Navy News / January 19, 2017

By Ryan Melanson

It’s likely that any senior naval officer would swell with pride while watching the next generation of sailors leave on a major NATO deployment, but for Captain (Navy) Richard Jean, Chief of Staff for the Royal Canadian Navy (RCN), the experience of watching Her Majesty’s Canadian Ship (HMCS) St. John’s sail away on January 9, 2017 was made even more special knowing that his son, Lieutenant (Navy) Alex Jean, was onboard as the ship’s navigation officer.

Capt(N) Jean was in Halifax to see the crew off before heading back to Ottawa, and was able to spend some quality time with his son over the weekend before the big departure. He said he was excited and even a bit envious of the young crew as he stood on the jetty, even though a long deployment meant some sad goodbyes were part of the morning for many.
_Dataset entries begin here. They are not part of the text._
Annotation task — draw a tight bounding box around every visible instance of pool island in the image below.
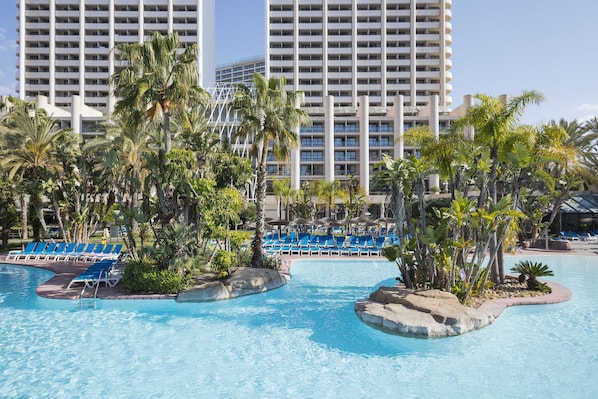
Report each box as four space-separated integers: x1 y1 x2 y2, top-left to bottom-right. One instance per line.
355 279 572 338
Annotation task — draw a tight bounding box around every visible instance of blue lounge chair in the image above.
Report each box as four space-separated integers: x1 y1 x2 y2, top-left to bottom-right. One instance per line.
348 247 360 256
23 242 49 260
33 242 57 260
67 259 121 289
369 247 382 256
54 243 78 261
7 242 38 260
80 244 106 262
43 242 67 261
62 243 87 261
69 243 97 261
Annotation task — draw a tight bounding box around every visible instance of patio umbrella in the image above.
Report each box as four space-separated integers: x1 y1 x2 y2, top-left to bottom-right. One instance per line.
268 219 289 226
315 217 330 226
267 219 289 238
290 218 311 226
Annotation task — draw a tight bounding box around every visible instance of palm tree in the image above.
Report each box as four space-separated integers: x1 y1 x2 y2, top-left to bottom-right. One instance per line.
372 155 415 287
456 91 544 283
0 103 71 239
557 118 598 188
313 179 347 219
178 106 220 179
272 178 294 222
231 73 310 268
110 32 208 155
86 115 157 256
110 32 211 227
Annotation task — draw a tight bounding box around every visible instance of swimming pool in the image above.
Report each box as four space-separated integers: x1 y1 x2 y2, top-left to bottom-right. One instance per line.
0 255 596 398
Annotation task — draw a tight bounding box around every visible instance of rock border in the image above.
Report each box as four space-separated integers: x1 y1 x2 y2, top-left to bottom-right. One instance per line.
176 267 289 302
354 280 572 338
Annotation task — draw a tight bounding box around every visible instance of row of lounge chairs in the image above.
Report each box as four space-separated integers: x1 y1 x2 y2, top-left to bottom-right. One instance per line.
559 231 598 242
263 234 393 257
7 242 123 262
66 257 125 289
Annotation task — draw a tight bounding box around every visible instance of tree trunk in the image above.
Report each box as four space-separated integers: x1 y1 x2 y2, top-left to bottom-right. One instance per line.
488 145 500 284
251 145 268 269
50 194 67 242
542 189 569 250
164 111 172 154
20 194 29 240
34 196 48 240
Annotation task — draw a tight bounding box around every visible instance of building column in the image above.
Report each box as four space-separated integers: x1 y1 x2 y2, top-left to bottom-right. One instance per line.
49 0 56 104
108 0 116 114
138 0 144 43
168 0 174 33
79 0 86 99
290 96 301 191
359 95 370 196
18 0 25 100
324 95 335 183
393 94 405 159
463 94 474 140
428 94 440 192
71 95 82 135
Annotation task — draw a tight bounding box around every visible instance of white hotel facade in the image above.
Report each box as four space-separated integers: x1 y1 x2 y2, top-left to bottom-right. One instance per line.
17 0 215 135
266 0 472 200
14 0 476 214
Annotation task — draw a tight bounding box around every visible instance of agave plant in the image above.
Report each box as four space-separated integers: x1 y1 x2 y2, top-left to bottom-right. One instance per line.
510 260 554 291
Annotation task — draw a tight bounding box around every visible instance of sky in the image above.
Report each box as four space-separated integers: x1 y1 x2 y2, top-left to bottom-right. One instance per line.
1 0 597 125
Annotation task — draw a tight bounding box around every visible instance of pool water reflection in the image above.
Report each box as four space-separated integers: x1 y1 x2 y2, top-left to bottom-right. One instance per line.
0 255 596 398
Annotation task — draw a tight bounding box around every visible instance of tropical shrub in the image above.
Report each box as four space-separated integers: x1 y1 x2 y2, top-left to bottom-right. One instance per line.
237 249 252 268
510 260 554 292
229 231 251 252
122 256 189 294
262 255 282 271
211 249 236 279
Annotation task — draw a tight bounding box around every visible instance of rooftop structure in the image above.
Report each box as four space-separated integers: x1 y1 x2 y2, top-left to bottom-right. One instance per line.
216 56 266 85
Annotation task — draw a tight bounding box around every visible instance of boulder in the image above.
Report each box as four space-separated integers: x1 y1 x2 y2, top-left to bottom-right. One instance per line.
176 268 287 302
177 280 229 302
355 287 495 338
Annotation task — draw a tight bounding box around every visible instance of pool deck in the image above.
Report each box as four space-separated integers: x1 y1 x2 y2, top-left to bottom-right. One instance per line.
1 242 595 308
0 256 176 300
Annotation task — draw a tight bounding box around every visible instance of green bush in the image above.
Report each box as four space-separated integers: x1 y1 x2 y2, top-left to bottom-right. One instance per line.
122 256 189 294
229 231 251 251
237 250 252 268
262 255 282 271
212 249 236 275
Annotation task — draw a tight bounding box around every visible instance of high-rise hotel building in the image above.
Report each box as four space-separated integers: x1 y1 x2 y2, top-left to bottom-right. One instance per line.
17 0 215 115
266 0 458 197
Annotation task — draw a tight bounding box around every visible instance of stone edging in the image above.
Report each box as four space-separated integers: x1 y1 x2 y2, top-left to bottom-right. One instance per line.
478 280 572 318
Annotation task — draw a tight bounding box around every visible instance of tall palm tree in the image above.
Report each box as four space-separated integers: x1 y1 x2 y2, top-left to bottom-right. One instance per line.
231 73 310 268
456 91 544 283
313 179 347 219
110 32 210 225
110 31 209 155
556 118 598 188
0 103 71 239
86 115 157 256
177 106 221 179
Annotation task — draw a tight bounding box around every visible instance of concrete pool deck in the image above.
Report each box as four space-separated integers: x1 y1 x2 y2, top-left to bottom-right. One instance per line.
1 242 594 307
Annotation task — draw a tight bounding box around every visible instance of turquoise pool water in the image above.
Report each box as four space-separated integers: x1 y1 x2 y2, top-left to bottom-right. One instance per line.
0 255 596 398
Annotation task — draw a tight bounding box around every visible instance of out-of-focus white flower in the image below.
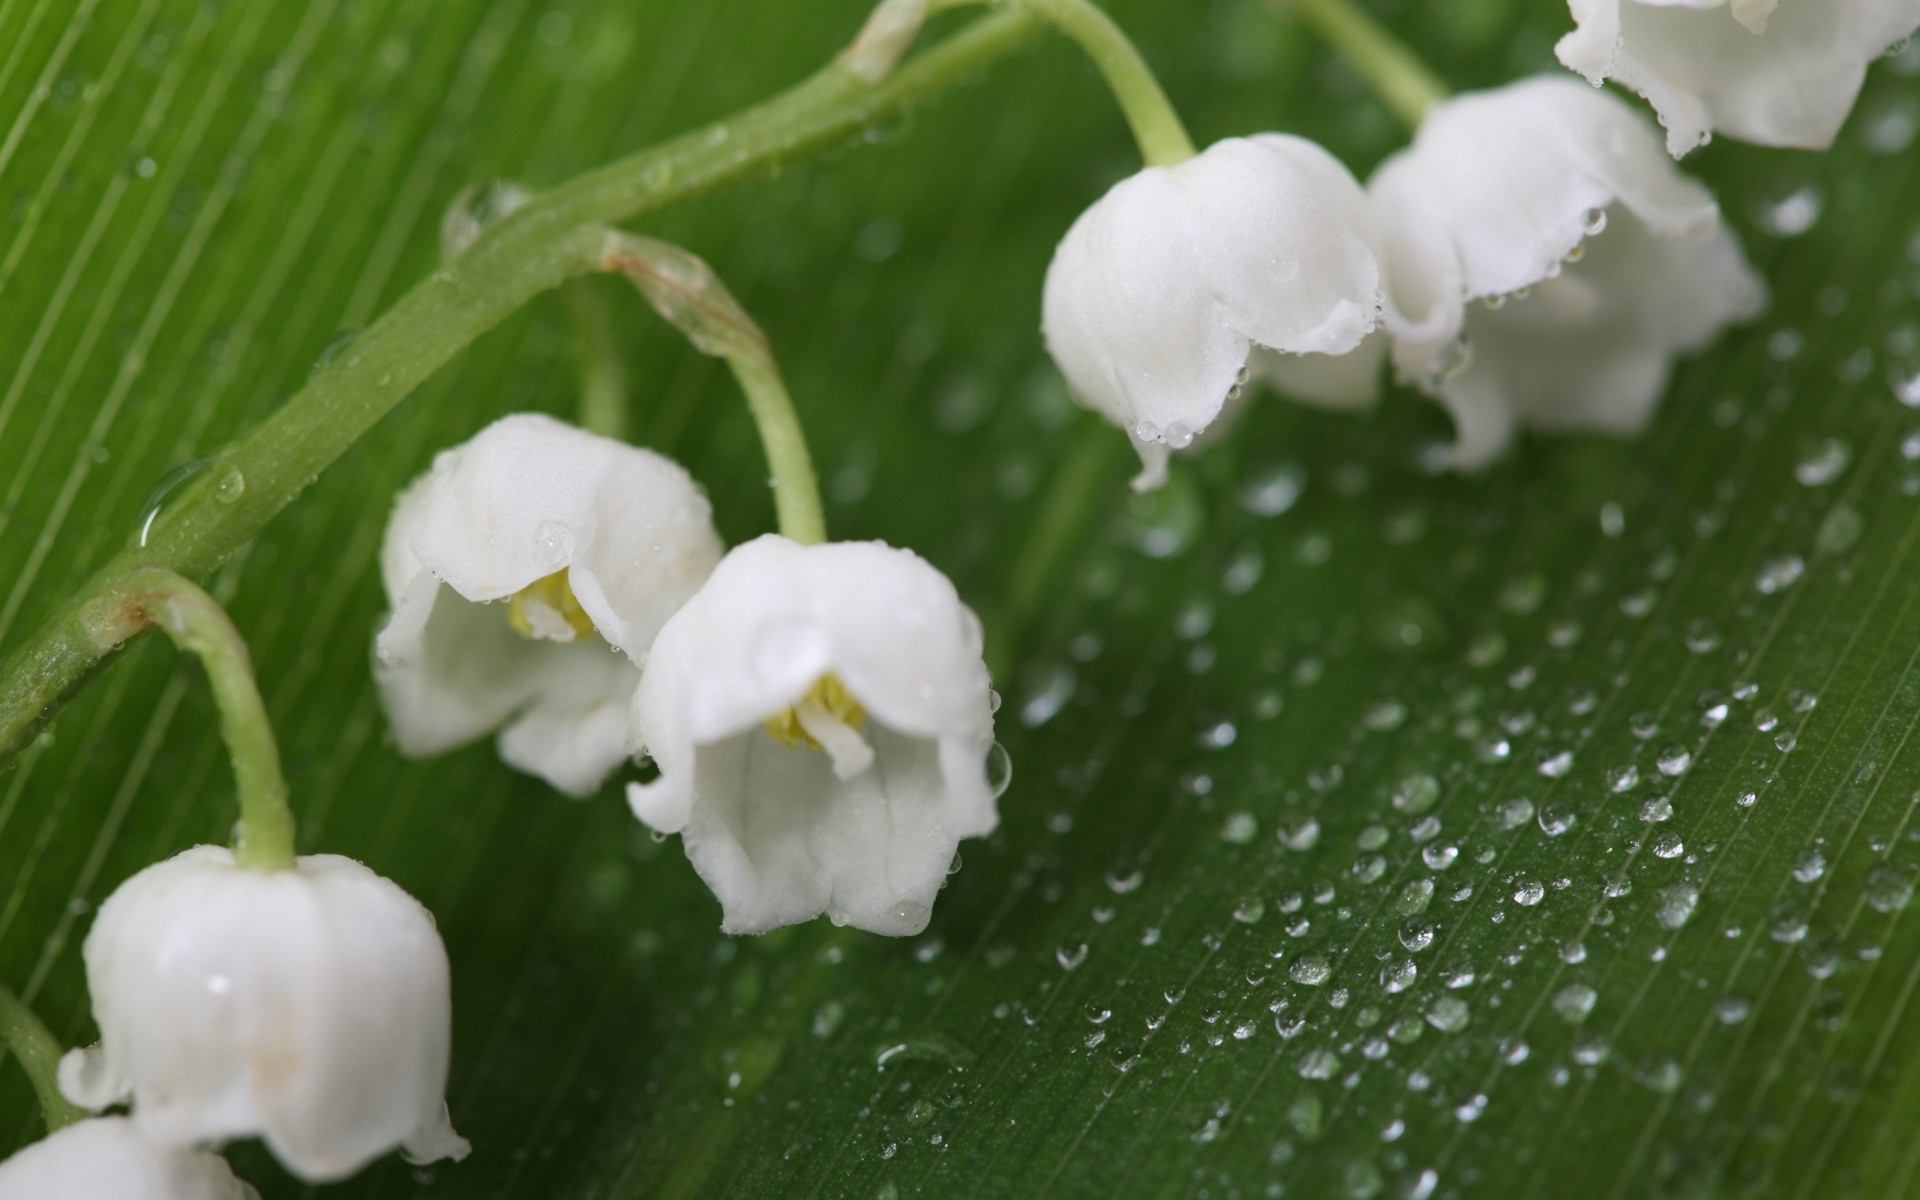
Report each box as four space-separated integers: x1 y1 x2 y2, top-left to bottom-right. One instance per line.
0 1117 257 1200
59 847 469 1184
1557 0 1920 156
1041 135 1384 489
627 535 999 937
375 412 723 796
1368 76 1766 467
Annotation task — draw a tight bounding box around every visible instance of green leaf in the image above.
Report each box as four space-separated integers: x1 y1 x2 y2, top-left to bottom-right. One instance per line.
4 0 1920 1196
“It reminded me of my very first NATO deployment in 1985 and the excitement about visiting new ports and operating in a big multinational task group. Seeing the smile on Alex’s face reminded me of my own at his age,” he says.

And Lt(N) Jean confirms that the excitement was very real, despite the big task ahead. He has collected a good deal of sea time since coming to the fleet, including a three-month deployment on Operation CARIBBE and a six-month stint on exchange with an Armada de Chile ship. Sailing to the Mediterranean to join Standing NATO Maritime Group 2, however, promises to be a new experience, and one the 27-year-old officer is excited to jump into.

“When you deploy with NATO you get to interact with other ships and other sailors, and sail in formation, which is really impressive. The reason I became a navigator is because I love driving ships and I just love the real sailor aspects of being at sea, so I’ll get a lot of that,” he says.

Growing up around various military bases and around naval life, it might seem natural that Lt(N) Jean would follow in his father’s footsteps, but the reality was quite different. After his father’s different postings required moves across the country, switching schools and making new friends, he didn’t have the highest opinion of the RCN life growing up.

“The truth is that I never wanted to join the navy,” he says. But as he entered his late teens and began thinking of summer jobs and future careers, he decided to see what the Canadian Forces Recruiting Centre had to offer.

“I was very surprised when he first came home with the notion of joining the Naval Reserve,” Capt(N) Jean explains, but adds that he and his wife were supportive of the decision, as well as his choice to continue along the naval path to the Regular Force and study at the Royal Military College of Canada.

Capt(N) Jean jokingly says the surprises continued when he learned his son had picked the Maritime Surface and Sub-Surface (MARS) occupation, again following his father’s path.

“I asked him why he picked MARS and his response was ‘Well Dad, you seemed to like it!’”

Lt(N) Jean says he enjoys having the career connection with his father, but adds he’s also thankful that he was able to carve his own path in life, without any pressure.

“He’s even said to me ‘If you have a better option in the civilian world, go for it,’ but I ported over to the navy quite well. I’ve really enjoyed the people and the camaraderie,” he says. “He’s been very encouraging and I know he’ll continue to be no matter what direction I go in the future.”

Capt(N) Jean shares similar sentiments, and said it’s been enjoyable to share his naval stories, tips and advice with the next generation of both the RCN family and his own family.

“Part of being a naval officer is the opportunity to mentor our subordinates, and this same responsibility applies to being a parent, so imagine how pleased I have been to be able to do both,” he says.